Een verzameling geselecteerde gedichten noemen we een bloemlezing. Kies vijf gedichten die je de moeite waard vindt. De gedichten die je kiest, komen uit dichtbundels/bloemlezingen. Hieronder vind je een lijst met erkende dichters. De bundels die aanwezig zijn in de mediatheek, mag je sowieso gebruiken; wil je een andere bundel gebruiken, dan overleg dat met je docent. Je mag één gedicht toevoegen dat je op internet hebt gevonden of dat in een andere taal is geschreven. Je kopieert/fotografeert de vijf gedichten en geeft bij ieder gedicht een onderbouwde motivatie voor je keuze (minimaal 80 woorden per gedicht).

 

Je gedichten leidt je in door aan te geven wat jouw poëticale opvatting is. De term poëtica is afkomstig van het Griekse ποίησις (poësis, poëtica) en heeft van oudsher betrekking op de (ambachtelijke) voorschriften waaraan kunstwerken dienen te voldoen. In de moderne tijd doelt de term op de creatieve normen van individuele kunstenaars. Met andere woorden: wat is jouw mening over poëzie? Waaraan moet goede poëzie volgens jou voldoen? (minimaal 80 woorden)

 

Naast dat je deze gedichten plus de uitwerking en je poëticale opvatting in jullie dossier opneemt, lever je deze ook uiterlijk vrijdag 17.00 uur in via Class Notebook.

 

 

Hulpmiddel: lijst van erkende dichters

 

Rodaan Al Galidi

Hans Andreus

Simone Atangana Bekono

J.C. Bloem

Gershwin Bonevacia

C. Budding’

Jan Campert

Remco Campert

Ellen Deckwitz

Jules Deelder

Hans Magnus Enzensberger

Radna Fabias

Eva Gerlach

Babs Gons

Jan Hanlo

Judith Herzberg

Ingmar Heytze

Baban Kirkuki

Gerrit Komrij

Rutger Kopland

Gerrit Krol

Ted van Lieshout

Joke van Leeuwen

H. Marsman

Lisette Ma Neza

Ramsey Nasr

Seckou Ouloguem

Sybren Polet

K. Schippers

Mustafa Stitou

Willem van Toorn

M. Vasalis

Anne Vegter

Leo Vroman

Menno Wigman

Willem Wilmink

Toon Tellegen

 

 

 

Opdracht B

Opdracht B - groepsopdracht

 

  1. Maak een groepje van drie personen Het is een groepsopdracht, wat betekent dat jullie alle drie de verantwoordelijkheid dragen voor het eindproduct dat wordt ingeleverd.

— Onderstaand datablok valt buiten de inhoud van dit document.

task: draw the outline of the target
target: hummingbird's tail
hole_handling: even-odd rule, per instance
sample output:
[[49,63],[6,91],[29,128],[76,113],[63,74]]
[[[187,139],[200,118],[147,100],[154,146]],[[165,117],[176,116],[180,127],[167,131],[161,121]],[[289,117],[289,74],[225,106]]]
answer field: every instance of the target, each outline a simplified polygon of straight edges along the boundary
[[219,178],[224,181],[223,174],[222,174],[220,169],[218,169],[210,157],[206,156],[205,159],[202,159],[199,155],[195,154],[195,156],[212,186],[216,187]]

Het is dan ook jullie eigen verantwoording ervoor te zorgen dat ieder groepslid evenveel tijd, werk en energie in de opdracht steekt.
  2. Kies drie gedichten Gebruik hiervoor de gedichtenbundels uit de mediatheek. Jullie kiezen gezamenlijk drie gedichten die centraal komen te staan in jullie opdracht. Let er op dat jullie gedichten kiezen die geschreven zijn door drie verschillende dichters, en dat het niet dezelfde gedichten zijn als van opdracht A.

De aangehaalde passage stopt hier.